Pipeline of our nodule classification method. Three dimensional patches of nodules and non-nodules are extracted and pre-processing is conducted to balance the ratio of nodules to non-nodules. A three dimensional deep convolutional neural network (3D DCNN) with shortcut layer connections and a 3D DCNN with dense layer connections are trained on the prepared dataset for nodule classification. Finally, the checkpoint ensemble method is applied to boost performance of our nodule classification method

The remainder of this paper is organized as follows. We first introduce the related works on the nodule classification task. The details of our 3D DCNN and the checkpoint ensemble method are described in the “Method” section. The dataset, pre-processing step, experimental setups, and experimental results are reported in the “Experiment and result” section. The discussion and final conclusions are provided in the “Conclusion” section.
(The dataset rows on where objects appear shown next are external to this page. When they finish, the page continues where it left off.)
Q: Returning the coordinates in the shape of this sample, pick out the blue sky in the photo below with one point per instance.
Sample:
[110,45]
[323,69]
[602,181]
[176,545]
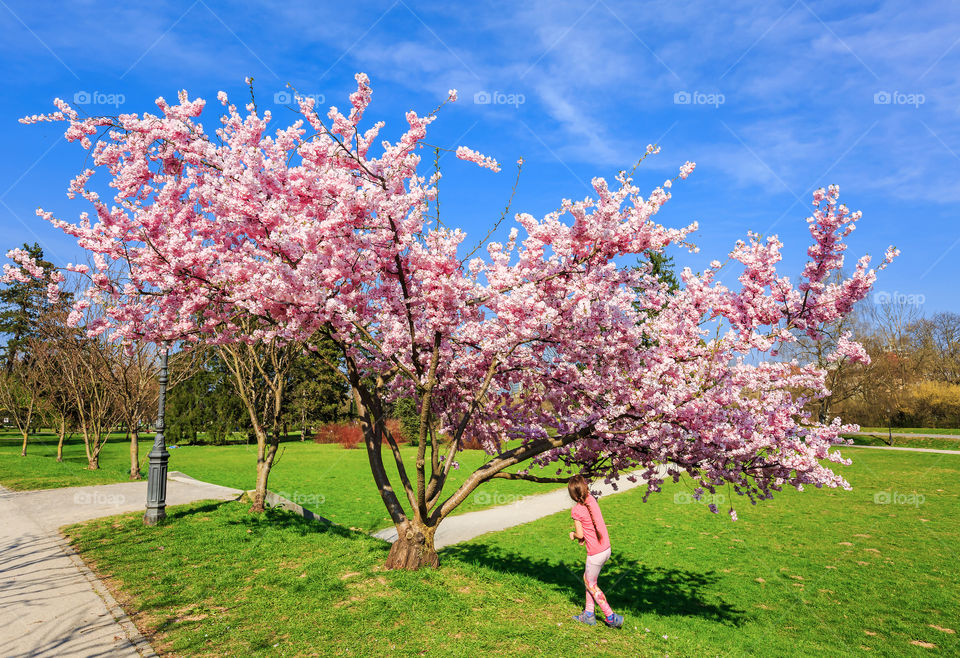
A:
[770,99]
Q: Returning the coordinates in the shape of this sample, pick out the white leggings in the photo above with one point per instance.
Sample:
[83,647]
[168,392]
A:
[590,575]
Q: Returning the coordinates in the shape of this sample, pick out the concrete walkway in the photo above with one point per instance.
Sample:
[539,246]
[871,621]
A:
[50,603]
[455,529]
[909,435]
[942,452]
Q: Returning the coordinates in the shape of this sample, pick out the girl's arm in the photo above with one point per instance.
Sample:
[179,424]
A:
[578,531]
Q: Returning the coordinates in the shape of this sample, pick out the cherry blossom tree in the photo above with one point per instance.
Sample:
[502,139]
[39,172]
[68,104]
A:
[543,350]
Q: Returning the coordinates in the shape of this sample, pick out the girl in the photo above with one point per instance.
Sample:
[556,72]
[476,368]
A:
[590,530]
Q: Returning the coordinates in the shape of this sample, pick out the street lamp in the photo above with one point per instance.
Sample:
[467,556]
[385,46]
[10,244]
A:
[157,474]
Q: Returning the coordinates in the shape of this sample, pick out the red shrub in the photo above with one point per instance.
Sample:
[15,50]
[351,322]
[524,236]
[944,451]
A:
[349,435]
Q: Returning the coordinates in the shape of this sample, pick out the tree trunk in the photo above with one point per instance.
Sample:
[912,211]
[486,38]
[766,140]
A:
[414,547]
[134,455]
[264,464]
[60,436]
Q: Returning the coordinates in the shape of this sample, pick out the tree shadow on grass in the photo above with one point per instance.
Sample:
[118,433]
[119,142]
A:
[277,518]
[629,585]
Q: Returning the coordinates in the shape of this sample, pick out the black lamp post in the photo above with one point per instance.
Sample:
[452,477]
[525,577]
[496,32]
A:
[157,474]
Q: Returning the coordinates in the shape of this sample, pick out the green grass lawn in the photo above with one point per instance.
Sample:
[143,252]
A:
[882,439]
[327,479]
[817,573]
[911,430]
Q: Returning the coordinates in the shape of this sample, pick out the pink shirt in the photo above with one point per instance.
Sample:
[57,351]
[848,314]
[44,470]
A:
[580,513]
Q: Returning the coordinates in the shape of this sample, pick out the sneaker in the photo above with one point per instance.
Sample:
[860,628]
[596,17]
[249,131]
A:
[615,621]
[587,618]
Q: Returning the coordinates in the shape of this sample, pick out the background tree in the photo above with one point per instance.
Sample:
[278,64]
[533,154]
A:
[22,304]
[316,393]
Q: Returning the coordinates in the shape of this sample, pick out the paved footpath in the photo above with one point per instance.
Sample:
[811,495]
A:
[462,527]
[50,603]
[908,435]
[942,452]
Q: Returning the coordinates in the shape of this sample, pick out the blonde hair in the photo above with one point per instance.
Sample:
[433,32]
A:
[579,491]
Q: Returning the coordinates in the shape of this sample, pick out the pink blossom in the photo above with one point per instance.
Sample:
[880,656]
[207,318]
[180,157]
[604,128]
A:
[470,155]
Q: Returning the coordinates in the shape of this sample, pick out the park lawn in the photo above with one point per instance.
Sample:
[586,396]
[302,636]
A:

As the performance of medical imaging devices improves, the number of high quality medical images continues to increase. The rapid increase in the number of medical images is already a burden to medical experts. The need for efficient diagnostic decision support tools that provide consistent results, reliable performance, and rapid processing has emerged [3, 5]. Several studies on effective medical image analysis methodology have been conducted. Medical image analysis methods have evolved from pattern recognition using a simple image filter and machine learning methods based on feature engineering to deep learning based methods. Deep learning methods that automatically extract features from images have become the most popular approach. Deep learning is applied to various types of medical images such as lung CT scans [9], mammograms [10], histopathology images [11], and PET/CT images [12], and achieves state-of-the-art analysis performance.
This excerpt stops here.